Tehachapi's Online Community News & Entertainment Guide
The Forde Files No 155
In an analysis of the amended California Voting Rights Act, Marguerite Mary Leoni and Christopher E. Skinnell, writing for the League of California Cities, cite the cities of Dinuba (population 23,961, Tulare County) and Santa Paula (population 30,335, Ventura County) as examples of "small jurisdictions" that underwent federal voting rights litigation. The city of Tehachapi, now on an accelerated track to switch from an at-large to by-district City Council election process to satisfy a voting rights challenge, logically might come under a "mini-city" category.

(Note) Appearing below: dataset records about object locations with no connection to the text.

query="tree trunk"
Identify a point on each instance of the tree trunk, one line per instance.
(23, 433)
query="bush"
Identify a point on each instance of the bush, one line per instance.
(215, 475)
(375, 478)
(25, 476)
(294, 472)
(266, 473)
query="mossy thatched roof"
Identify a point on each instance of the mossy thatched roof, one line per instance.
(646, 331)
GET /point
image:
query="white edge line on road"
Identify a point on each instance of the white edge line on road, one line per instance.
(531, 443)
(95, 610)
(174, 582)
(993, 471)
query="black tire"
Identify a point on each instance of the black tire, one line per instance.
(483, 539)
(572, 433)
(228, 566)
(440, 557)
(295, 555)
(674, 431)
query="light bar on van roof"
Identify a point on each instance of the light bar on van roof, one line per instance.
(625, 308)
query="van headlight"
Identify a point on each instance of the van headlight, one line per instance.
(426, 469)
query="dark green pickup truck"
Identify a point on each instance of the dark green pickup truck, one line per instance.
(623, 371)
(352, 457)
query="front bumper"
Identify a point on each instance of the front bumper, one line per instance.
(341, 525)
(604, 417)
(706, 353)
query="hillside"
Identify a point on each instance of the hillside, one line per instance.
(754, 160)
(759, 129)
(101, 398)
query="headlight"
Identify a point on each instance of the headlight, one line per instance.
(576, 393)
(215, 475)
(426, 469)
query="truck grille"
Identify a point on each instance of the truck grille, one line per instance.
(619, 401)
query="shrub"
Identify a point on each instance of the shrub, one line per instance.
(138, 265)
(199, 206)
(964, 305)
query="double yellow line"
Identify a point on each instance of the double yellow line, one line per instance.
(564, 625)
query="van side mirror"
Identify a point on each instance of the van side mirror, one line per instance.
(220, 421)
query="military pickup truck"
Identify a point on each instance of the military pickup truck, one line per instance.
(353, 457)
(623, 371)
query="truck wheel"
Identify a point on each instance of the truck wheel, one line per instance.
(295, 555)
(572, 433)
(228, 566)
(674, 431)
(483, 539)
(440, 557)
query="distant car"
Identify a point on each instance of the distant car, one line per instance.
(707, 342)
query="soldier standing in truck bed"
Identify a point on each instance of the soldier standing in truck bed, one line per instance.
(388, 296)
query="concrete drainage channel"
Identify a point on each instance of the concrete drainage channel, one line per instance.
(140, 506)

Tehachapi's population is approximately 9,000. If one includes the population of the California Correctional Institution, which the city annexed and which is 11 miles from the city proper, the population rises to roughly 14,000 (the prison population fluctuates daily). City special counsel Youstina Aziz of the firm Richards, Watson & Gershon said at the Sept. 18 City Council meeting that the prison population will not be counted in determining the new election districts, as the inmates cannot vote.
According to the Kern County Registrar of Voters, currently 4,355 active voters live in the city of Tehachapi. A total of 5,107 residents voted in the last general election, on Nov. 8, 2016, for four City Council seats. The seeming anomaly in numbers arises from the non-static nature of the voter rolls, as the numbers change constantly. The Kern County Registrar of Voters office said that as of Sept. 26, a cumulative 2,654 Tehachapi residents have cancelled their voter registrations. They either moved or simply are not registered any more. An additional 606 are on the inactive list, a result of undeliverable mail to the voter's address.
Kern County Elections Process Supervisor Sara Webb said that in Kern County, only the city of Bakersfield has election wards, and "all the other incorporated cities in Kern County are at-large."
The city of Tehachapi has hired Dr. Justin Levitt, vice president of the National Demographic Corporation, to divide up the city into five legally acceptable "nearly equal" sections of population. If the active voters were divided equally (not a requirement under the legal criteria for establishing districts), each district would have 871 voters.
In the by-district system, candidates must live in the district he or she represents. Voters can cast ballots only for the candidate from their district and cannot vote for any of the other candidates. If there is only one candidate running from a given district, that candidate will win automatically. If no candidate steps up from a district to run, the City Council will appoint a person from the district to serve in that seat, or the position will go vacant, leaving the voters of that district with no representation and no control over who else sits on the Council.
A letter to the City Council from Malibu attorney Kevin Shenkman triggered the city's reluctant scramble to dump Tehachapi's at-large election system for the districts. Shenkman, representing the San Antonio-based Southwest Voter Registration Education Project, alleges the at-large system dilutes minority votes.
The next public hearing on the process, featuring draft maps of Council districts, is 6 p.m., Oct. 9 at Wells Education Center board room , 300 S. Robinson.